As Edmund Burke said, “The only thing necessary for the triumph of evil is for good men to do nothing”

kaz1 Plus
9 134 United Kingdom
9 Nov 2017 2:33PM
That is absolutely appalling.
peterjones 17 4.9k 1 United Kingdom
9 Nov 2017 3:43PM
A frightful image:

Having travelled within India sad to say that many there do not respect, like or even care about animals; those that do, care passionately.

I can remember a nasty scenario in Assam where a shop keeper was beating a puppy with a stick because the poppy had the temerity to stray into the owner's shop; luckily the puppy escaped; in some parts of the world life is cheap.

When travelling to other parts of the world it is quite challenging even heart breaking to have to leave our UK values.

Peter.
StrayCat 15 19.1k 3 Canada
9 Nov 2017 10:48PM
People who approve of, or take part in so-called honor killings are not likely to care about an animal.
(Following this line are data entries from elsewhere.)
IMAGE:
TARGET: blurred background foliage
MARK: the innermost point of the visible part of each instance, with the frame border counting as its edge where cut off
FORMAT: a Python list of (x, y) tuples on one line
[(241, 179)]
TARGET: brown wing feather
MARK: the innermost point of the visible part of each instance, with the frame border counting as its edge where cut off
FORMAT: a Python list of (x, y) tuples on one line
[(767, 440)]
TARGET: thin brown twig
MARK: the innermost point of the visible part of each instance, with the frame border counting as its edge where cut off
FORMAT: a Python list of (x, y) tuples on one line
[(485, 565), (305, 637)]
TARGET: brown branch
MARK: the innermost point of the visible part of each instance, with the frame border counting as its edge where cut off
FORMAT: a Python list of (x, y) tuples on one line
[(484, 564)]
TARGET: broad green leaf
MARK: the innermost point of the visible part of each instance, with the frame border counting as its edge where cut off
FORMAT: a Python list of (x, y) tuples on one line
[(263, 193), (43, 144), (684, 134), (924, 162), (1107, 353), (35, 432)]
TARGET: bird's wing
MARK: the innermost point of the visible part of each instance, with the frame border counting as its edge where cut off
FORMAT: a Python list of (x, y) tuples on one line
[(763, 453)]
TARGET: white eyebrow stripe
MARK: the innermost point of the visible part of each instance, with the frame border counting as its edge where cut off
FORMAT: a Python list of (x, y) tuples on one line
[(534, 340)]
Different culture, and hard for us to understand.
MikeRC 14 3.6k United Kingdom
11 Nov 2017 3:09PM
...appalling,'''' It never ceases to amaze me at the lengths of evil we humans we humans will go to,...we have a lot to answer for when we are judged.
16 Nov 2017 7:35AM
Education can help, governments need to lead.
https://www.mnn.com/leaderboard/blogs/how-beehive-fences-help-elephants-and-farmers

Unfortunately I read this morning that a western government is now allowing Elephant 'trophies' to be imported again. Sad.
StrayCat 15 19.1k 3 Canada
21 Nov 2017 8:07PM
That is not true, yet. Also, if they do, it will be for a logical reason; the countries from which these trophies would be exported, are poor, and the money would go towards maintaining their wildlife programs. It's hard for the average person who has not seen the alternative to understand how this works; all you have to see is the 10s of thousands of animals dying of starvation and disease in the wild because their numbers have increased to the point that the ecosystems can't support them. I've seen it first hand when I flew for the NL Wildlife Department. You don't have to watch. As I've said, it hasn't happened yet, and it probably will be scrapped because of the uneducated groups who will oppose it, ignoring the fact that many more animals will die as a result.
21 Nov 2017 8:27PM

Quote:That is not true, yet.
Not yet, true. There is also many differing viewpoints on whether hunting actually helps preserve a species, in fact I've read a lot of reports that it would actually undermine the efforts to stamp out illegal poaching.